A ASAE não tem que ser condescendente. Só tem que verificar se a norma está ou não a ser cumprida, em nome da defesa dos consumidores, em primeiro lugar, e da regulação das actividades inter-sectoriais, em segundo. Quando somos exigentes para todos ao mesmo nível, queremos que a concorrência se faça de forma salutar. Se assim não for, um operador que não cumpra as regras de licenciamento, de congelação, ou outras, pode vender produtos a preços mais económicos que aquele que cumpre a legislação.

As operações da ASAE são bastante mediatizadas e até aparatosas. Esta é uma estratégia para dissuadir os infractores?
Pode dizer-se que sim. Uma das vertentes da acção da ASAE é a actividade informativa, que acaba por ser de prevenção. Com aquela divulgação, os operadores que não foram sujeitos a determinada operação ficam informados. E podem colmatar a sua falta de conhecimento, que aceito que exista. Muitos operadores, de forma distraída, uma pouco à portuguesa, adiam durante semanas ou meses, para não dizer anos, as actualizações que devem fazer. A informação pública que prestamos acaba por dar a conhecer aos consumidores que há um organismo do Estado para os defender. E os operadores ficam a saber que, amanhã ou depois, as brigadas irão ter com eles.

 

As acções desenvolvidas têm tido efeitos práticos? Nota-se uma diminuição no número de infracções?
Vou apontar o único caso do qual temos dados. Em 2006, fomos no 13 de Maio a Fátima e levantámos cerca de 290 autos de contra-ordenação. Este ano voltámos e levantámos apenas 30. Ou seja, num ano, o 'estado da arte' ficou completamente diferente. Fizemos duas reuniões nesta localidade, com um conjunto vasto de associações comerciais, que informaram os associados, e as entidades autárquicas, que também fizeram acções que permitiram diminuir aquele número. Os peregrinos que vão a Fátima têm hoje melhores condições de consumo que há um ano.
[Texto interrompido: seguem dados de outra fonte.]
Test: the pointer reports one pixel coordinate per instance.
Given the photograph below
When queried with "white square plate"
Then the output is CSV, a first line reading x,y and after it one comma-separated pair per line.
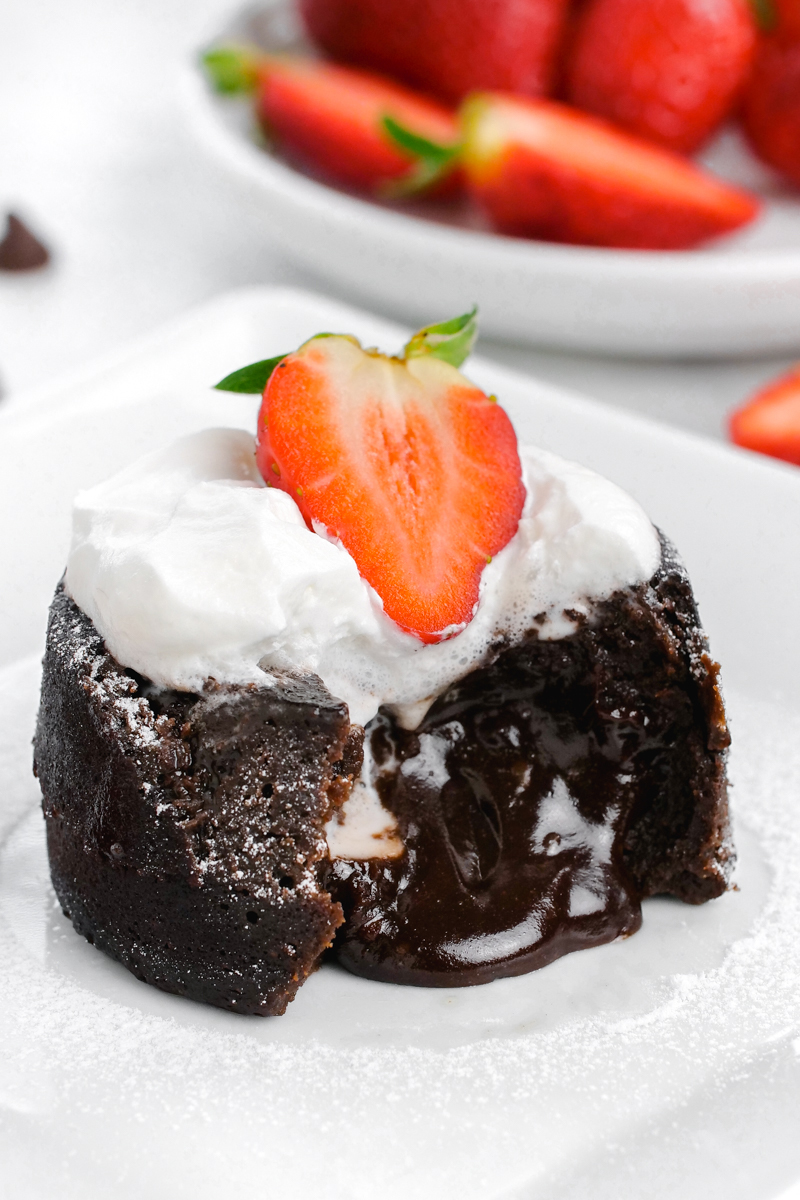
x,y
663,1066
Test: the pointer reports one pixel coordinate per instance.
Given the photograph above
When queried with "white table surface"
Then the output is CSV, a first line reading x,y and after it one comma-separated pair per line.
x,y
95,151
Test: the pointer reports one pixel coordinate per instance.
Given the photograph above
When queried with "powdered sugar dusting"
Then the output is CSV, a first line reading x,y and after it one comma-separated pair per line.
x,y
590,1069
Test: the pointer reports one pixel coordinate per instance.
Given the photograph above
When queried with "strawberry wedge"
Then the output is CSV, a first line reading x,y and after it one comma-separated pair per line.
x,y
541,169
770,421
404,461
350,126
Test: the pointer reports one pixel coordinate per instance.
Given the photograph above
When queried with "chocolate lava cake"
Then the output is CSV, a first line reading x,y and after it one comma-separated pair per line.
x,y
540,799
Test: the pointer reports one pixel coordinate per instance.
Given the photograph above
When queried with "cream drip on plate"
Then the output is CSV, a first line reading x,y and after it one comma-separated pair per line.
x,y
190,568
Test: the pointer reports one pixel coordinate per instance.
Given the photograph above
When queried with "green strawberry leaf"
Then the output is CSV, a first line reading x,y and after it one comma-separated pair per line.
x,y
432,161
233,70
251,379
450,341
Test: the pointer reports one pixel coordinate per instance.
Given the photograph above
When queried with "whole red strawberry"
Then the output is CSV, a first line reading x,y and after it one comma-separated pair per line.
x,y
447,47
667,70
771,103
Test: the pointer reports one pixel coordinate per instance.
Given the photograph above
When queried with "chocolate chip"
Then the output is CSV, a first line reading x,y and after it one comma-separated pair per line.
x,y
19,250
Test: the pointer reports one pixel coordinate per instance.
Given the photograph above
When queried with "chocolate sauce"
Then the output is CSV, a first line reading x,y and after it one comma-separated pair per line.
x,y
19,250
541,798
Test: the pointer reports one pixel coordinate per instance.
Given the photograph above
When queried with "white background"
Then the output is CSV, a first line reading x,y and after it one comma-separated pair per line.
x,y
95,151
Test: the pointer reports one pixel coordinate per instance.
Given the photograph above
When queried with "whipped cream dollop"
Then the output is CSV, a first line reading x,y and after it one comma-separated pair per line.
x,y
191,569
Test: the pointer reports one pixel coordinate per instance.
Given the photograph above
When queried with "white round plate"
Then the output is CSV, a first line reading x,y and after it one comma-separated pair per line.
x,y
738,297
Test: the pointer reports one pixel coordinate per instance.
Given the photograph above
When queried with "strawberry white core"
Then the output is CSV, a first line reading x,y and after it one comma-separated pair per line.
x,y
191,568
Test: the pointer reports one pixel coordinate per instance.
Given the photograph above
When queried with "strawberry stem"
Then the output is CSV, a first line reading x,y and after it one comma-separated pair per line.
x,y
233,70
251,379
450,341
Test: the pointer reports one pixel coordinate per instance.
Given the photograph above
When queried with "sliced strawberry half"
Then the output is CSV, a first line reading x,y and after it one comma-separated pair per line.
x,y
770,421
404,461
348,125
542,169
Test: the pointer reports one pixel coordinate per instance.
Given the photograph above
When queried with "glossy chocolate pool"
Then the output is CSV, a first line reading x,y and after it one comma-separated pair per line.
x,y
542,797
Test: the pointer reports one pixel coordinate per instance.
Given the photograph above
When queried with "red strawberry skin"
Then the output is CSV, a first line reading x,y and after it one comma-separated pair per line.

Essa operação nas vésperas do 13 de Maio foi criticada pelos empresários locais devido ao aparato e à data. Reconhece legitimidade nestas queixas?
Não, por duas razões. A primeira é que só posso ir a Fátima na altura em que há movimento adicional. Caso contrário não estou a fazer prevenção. Ir em Dezembro não faz sentido nenhum. Há um conjunto de problemas que só se podem ver naqueles momentos. Encontrámos produtos cujo prazo de validade ia expirar na altura. Aquela era uma oportunidade para os escoarem. Esta acção entra num critério que temos, que é ir a todos os locais sempre que há uma aglomeração de pessoas. Fátima só tem dimensão para ter uma operação de envergadura quando há peregrinações. O problema foi a surpresa da primeira operação. As outras que fizemos foram iguais, mas já ninguém protestou. Também não me parece que tenha havido outro aparato que não o decorrente do facto de termos ido com 50 brigadas (100 pessoas). Se tenho dois dias e meio para ver tudo, não posso ir com uma brigada. Os operadores não acreditaram quando, antes, dissemos que iríamos a todos os locais onde houvesse aglomerações. Esqueceram-se que as há em Fátima.

Quais foram na altura os principais problemas encontrados?
Vimos situações higieno-sanitárias e técnico-funcionais complicadas e estabelecimentos sem licenciamento, entre outras. Já fomos ao local três ou quatro vezes e hoje o panorama é completamente diferente. Os operadores fizeram um grande esforço e actualmente Fátima é um local onde o consumidor pode estar tranquilo porque as normas estão a ser aplicadas.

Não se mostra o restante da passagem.